AsyrafAzlan / SentiLexM

Malay (and English) lexicon for solving sentiment analysis tasks.
MIT License
3 stars 0 forks source link

Telco Dataset used to develop SentiLexM #2

Open iannho opened 3 years ago

iannho commented 3 years ago

Hi Asyraf,

I could not find any other way to contact you so I'm hoping that leaving a message here would be okay. I'm currently working on a study on Sentiment Analysis and Dr Tan is my co-supervisor. She shared your study with me and has asked me to request from you the telco dataset that you performed sentiment analysis on. Please do let me know if you need more information or would like to discuss this with me. Looking forward to hear from you.

AsyrafAzlan commented 3 years ago

Hi @iannho ,

It's been quite some years and I'm not quite sure if it's the final version of the dataset I used back then but right now, this is the only file I have related to it => https://www.dropbox.com/s/8mvnruhxbea0qgb/StreamTwitDB.csv?dl=0

Good luck with your research.

iannho commented 3 years ago

Hi Asyraf,

Amazing. Thank you very much!

iannho commented 3 years ago

Hey Asyraf,

Wanted to ask you one more question. How did you deal with pre-processing the corpus? What library did you use to stem/lemmatise?
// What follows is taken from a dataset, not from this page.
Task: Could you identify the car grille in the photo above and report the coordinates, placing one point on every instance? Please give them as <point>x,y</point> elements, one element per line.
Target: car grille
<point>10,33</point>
AsyrafAzlan commented 3 years ago

Again, I don't have a concrete answer for this because it's been quite some time but if I remember correctly, I was using NLTK as well as my own functions to stem/lemmatise.

There wasn't much option at the time though nowadays I would suggest that you look at https://github.com/huseinzol05/malaya . He's already built quite a good Malay NLP toolkit.

Also, since you have my contact already, I think it's much more convenient to exchange messages via email rather than opening an issue here.